When I was in 7th grade we moved to our own house on Oregon St.  The kitchen was too small to eat in and we ate in the dining room which was pretty crowded with a piano, the dining room table and chairs and my mother’s desk (See photo below).  My sister and I soon added cooking one meal a week to our dinner chores.  I don’t remember what I cooked, aside from biscuits. I remember Pearl cooked a lot of hot dogs and corn bread.

My mother remarried when I was in high school and we all ate dinner together unless Henry was working late.  He and my uncle Hugh had a printing shop at that time and often worked through the night.  I remember Henry saying how important it was for a family to sit down to dinner together because it might be the only time of the day they spent together.  As we got older there were interesting dinner table conversations about politics, what happened that day and more politics.  Dinner continued to be a meal shared by all who were home as long as I lived there.

Not dinner, but this is the dining room of the house on Oregon Street about 1962. From left, my mother with the braid, sister Pearl, aunt Gladys, Me, my father.

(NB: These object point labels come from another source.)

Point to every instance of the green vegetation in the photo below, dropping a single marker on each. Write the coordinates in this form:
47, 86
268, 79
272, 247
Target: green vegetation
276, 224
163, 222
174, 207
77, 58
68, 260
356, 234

When I was raising my own 6 children we ate together, although my husband was often working and did not get to eat with us. We continued to have meal time discussions and to serve family style. Now that my children are grown with their own families and dinner tables, my husband and I eat still eat our meals together at the table.  Television has never been a part of our mealtimes.

My husband Jim eating at our present table in the dining/kitchen/living room. 2010.

The prompt: Week 32: Dinner Time. On a typical childhood evening, who was around the dinner table? Was the meal served by one person, or was it a free-for-all? What is dinner time like in your family today?